Results and Ultimate Findings

            To determine optimal PCR conditions for the Lambda and E. coli positive controls, extensive trials were run to determine appropriate DNA concentrations, primer concentrations, and annealing temperatures. A master mix of 10x the original cocktail concentrations was found to be the best method for creating both cocktails (Abilock and Stephenson, 2001) (Sabat et al., 2000). The master mix contained MgSO4, which was not previously used in other cocktails; the MgSO4 helped the Taq polymerase functional efficiently as it is a coenzyme particular to Taq. The cocktails were run with two separate gradients (refer to Methods), which provided a better range for annealing temperatures to ensure successful annealing. The resulting gel for E. coli had bands at 497 bp. Using the migration distance of known band lengths via a semi-log plot, the amplified product band size was determined and supported these findings. The successful amplification of the 1Rz1 gene in the Lambda gel was shown by bright bands at 482 bp. Similar to the E. coli experiment, a semi-log plot was utilized to provide evidence of the amplified product length.

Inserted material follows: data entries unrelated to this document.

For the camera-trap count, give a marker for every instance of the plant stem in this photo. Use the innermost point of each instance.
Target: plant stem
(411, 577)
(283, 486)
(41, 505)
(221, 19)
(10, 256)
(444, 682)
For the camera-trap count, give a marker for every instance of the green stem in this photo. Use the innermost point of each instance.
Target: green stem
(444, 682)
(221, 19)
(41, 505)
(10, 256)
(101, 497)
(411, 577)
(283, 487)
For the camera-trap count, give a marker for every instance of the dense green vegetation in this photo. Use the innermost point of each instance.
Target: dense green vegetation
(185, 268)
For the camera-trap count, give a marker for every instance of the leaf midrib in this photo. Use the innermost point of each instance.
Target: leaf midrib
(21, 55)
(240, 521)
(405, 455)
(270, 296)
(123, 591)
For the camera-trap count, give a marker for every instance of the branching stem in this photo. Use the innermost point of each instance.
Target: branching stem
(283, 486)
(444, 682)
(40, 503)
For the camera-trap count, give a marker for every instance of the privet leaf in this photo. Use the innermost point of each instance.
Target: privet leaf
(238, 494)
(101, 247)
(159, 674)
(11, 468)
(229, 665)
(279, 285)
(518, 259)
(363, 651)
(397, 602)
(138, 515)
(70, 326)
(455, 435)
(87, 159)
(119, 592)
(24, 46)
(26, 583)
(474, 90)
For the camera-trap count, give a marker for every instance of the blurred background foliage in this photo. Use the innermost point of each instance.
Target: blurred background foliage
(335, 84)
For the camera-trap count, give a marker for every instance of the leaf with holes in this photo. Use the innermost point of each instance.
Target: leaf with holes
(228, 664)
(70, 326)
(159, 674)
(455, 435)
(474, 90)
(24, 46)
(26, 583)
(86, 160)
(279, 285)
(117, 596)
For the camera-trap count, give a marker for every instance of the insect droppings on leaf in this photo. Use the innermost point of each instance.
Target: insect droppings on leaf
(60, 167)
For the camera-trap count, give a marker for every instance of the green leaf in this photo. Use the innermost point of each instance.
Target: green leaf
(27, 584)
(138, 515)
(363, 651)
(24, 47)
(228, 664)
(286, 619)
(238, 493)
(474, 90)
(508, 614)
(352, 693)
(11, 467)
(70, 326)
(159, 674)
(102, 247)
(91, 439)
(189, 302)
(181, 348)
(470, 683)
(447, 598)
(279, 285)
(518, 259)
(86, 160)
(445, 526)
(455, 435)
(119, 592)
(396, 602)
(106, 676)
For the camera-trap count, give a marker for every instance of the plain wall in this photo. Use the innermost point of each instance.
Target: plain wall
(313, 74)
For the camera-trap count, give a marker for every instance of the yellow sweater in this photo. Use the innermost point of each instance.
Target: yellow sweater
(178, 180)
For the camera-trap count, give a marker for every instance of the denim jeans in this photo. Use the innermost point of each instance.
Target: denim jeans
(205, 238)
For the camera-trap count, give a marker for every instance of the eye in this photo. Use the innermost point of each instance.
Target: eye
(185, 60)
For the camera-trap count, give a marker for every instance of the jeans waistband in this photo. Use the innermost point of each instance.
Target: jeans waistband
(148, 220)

            To obtain the most pure DNA, purification required multiple trials to have an A260/280 value in the range of 1.8nm to 2.0nm. The A260/280 value represents the amount of DNA present compared to the amount of protein present within the cellular solution based on the absorbance spectrum, 260nm indicating DNA and 280nm indicating protein. For trials 1 and 2, the A260/280 values were above 2.0nm, whereas trials 3 and 4 possessed values below 2.0nm. The only trial utilized was trial 4 with an A260/280 value of 1.876nm and a DNA concentration of 179mg/ mL. In addition to the S9 Homo sapien DNA, Daphnia pulex DNA and Bos taurus DNA were purified in one attempt, with A260/280 values below 1.9nm. The DNA concentration for Daphnia was lower than expected (44mg/ mL) due to performing colony PCR of the Daphnia as opposed to DNA purification of Daphnia cells. In contrast, the concentration for Bos taurus was 94mg/ mL.

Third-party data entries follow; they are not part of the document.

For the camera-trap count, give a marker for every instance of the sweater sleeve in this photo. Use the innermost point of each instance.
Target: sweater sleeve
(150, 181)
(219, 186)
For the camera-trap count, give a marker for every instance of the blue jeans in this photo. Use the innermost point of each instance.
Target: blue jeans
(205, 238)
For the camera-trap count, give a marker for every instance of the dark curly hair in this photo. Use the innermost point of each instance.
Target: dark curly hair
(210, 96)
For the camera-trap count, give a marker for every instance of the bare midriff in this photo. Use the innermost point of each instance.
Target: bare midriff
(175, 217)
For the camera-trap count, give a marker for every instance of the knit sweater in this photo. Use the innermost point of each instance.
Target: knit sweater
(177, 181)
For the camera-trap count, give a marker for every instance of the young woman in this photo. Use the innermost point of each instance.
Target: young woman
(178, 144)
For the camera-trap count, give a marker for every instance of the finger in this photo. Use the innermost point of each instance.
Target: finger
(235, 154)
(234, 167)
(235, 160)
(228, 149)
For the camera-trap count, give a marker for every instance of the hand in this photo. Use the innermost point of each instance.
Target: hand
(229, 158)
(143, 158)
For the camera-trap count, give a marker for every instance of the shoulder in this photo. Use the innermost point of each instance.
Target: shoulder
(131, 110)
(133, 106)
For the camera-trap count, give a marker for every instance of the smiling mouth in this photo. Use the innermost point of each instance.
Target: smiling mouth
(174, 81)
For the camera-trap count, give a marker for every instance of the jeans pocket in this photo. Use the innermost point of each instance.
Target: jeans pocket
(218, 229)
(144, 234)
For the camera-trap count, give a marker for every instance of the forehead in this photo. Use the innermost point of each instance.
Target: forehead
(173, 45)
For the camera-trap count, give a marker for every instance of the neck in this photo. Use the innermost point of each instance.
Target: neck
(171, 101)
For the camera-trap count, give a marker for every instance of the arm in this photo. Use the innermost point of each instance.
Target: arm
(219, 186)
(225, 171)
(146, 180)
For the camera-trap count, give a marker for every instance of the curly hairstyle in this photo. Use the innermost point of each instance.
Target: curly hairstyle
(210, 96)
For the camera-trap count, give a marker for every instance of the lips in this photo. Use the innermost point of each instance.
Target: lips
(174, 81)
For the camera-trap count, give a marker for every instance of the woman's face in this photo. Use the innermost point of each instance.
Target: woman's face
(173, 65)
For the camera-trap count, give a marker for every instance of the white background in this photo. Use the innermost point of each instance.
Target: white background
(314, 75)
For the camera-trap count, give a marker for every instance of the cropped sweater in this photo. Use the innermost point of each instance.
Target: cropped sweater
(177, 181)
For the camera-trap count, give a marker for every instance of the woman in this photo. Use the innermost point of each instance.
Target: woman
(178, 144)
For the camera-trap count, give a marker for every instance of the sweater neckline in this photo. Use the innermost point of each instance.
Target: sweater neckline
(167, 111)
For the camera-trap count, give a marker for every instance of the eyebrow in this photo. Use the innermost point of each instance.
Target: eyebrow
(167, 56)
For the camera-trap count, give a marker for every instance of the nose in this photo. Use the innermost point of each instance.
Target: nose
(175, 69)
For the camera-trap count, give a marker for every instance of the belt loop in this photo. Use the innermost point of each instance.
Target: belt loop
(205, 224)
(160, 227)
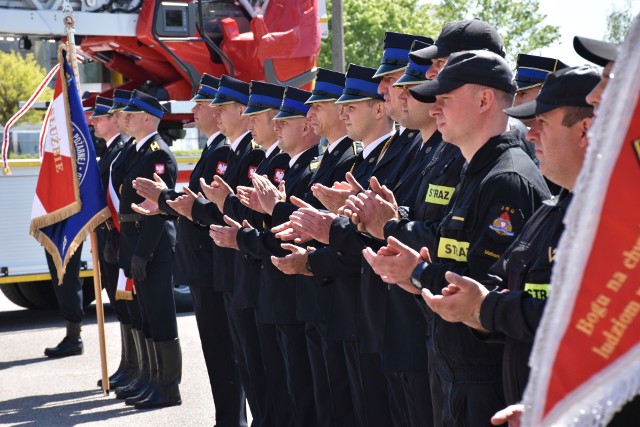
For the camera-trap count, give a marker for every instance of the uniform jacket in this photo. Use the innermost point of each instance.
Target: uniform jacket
(194, 250)
(525, 269)
(150, 234)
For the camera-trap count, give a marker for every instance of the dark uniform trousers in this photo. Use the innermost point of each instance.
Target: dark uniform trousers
(152, 239)
(104, 233)
(69, 293)
(277, 300)
(500, 190)
(313, 300)
(270, 367)
(238, 167)
(194, 266)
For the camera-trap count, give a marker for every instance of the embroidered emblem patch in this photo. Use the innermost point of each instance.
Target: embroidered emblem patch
(221, 168)
(278, 176)
(502, 225)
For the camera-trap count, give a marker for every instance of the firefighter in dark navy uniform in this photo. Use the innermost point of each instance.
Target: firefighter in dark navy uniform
(147, 246)
(105, 127)
(194, 261)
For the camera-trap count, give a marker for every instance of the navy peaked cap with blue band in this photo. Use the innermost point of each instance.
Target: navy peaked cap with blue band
(207, 89)
(103, 105)
(262, 97)
(328, 86)
(360, 85)
(396, 51)
(531, 70)
(231, 90)
(415, 73)
(293, 104)
(140, 102)
(120, 99)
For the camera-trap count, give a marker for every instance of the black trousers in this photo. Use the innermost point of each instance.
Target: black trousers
(330, 378)
(69, 294)
(219, 356)
(273, 360)
(369, 391)
(293, 344)
(244, 335)
(155, 298)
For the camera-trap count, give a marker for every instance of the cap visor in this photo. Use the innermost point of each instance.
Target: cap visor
(529, 110)
(283, 115)
(425, 55)
(385, 69)
(427, 91)
(251, 110)
(319, 98)
(597, 51)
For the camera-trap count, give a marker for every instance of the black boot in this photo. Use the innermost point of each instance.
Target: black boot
(153, 374)
(142, 381)
(71, 345)
(167, 392)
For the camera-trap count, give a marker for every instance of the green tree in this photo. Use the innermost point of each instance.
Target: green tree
(19, 78)
(365, 21)
(618, 23)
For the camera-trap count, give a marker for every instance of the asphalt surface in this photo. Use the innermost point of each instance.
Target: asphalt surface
(38, 391)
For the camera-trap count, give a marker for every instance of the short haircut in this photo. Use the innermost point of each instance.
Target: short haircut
(573, 115)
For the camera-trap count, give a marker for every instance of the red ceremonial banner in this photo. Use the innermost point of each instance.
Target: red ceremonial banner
(586, 360)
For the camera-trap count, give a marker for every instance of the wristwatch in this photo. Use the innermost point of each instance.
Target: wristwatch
(417, 273)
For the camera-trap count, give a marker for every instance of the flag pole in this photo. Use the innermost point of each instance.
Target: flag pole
(69, 22)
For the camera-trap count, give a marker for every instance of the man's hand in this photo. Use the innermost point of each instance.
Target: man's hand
(460, 300)
(267, 193)
(138, 268)
(147, 207)
(335, 197)
(511, 414)
(395, 262)
(217, 192)
(184, 203)
(295, 262)
(149, 189)
(249, 197)
(225, 237)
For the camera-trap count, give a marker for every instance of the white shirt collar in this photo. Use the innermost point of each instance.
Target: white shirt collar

            With limited resources of purified DNA, fewer trials were run with the human cocktail. Three trials contained different annealing temperatures and concentrations. In the third trial, run at 53oC, the gel showed faint bands. A migration semi-log plot was used to support the bands and provide an accurate product length at 1227 bp. Smearing is present in the gel, signifying there was non-specific binding that could be eliminated with more accurate annealing temperatures. Successful amplification of human SOD1 gene was a control for the amplification of Daphnia and Bos taurus SOD1 genes. Three trials were performed with the homolog DNA.  No successful bands were present for either homolog. The gel showed DNA bands of Bos taurus at 15,509 bp, indicating non-specific binding, and primer dimer bands at 82 bp in Daphnia wells. A migration semi-log plot was used to find the base pair length in the final gel. Future trials would be needed to find the correct annealing temperatures and proper DNA concentrations to ensure successful amplification. To experience life with ALS, a 30-day experiment was conducted to test correlation between anxiety and disability. Group members wore the mask consistently in multiple environments to obtain the largest amount of encompassing data possible. The anxiety of each group member and bystanders was measured with the Liebowitz Test. The anxiety of group members was averaged over the entire 30 days and on a weekly basis. The data showed that overall anxiety levels elevated while wearing the oxygen mask due to the uncomfortability of an unusual situation. However, when analyzing the anxiety levels on a weekly basis the data showed that anxiety levels began to return to baseline levels as time progressed because we grew accustomed living with the disease.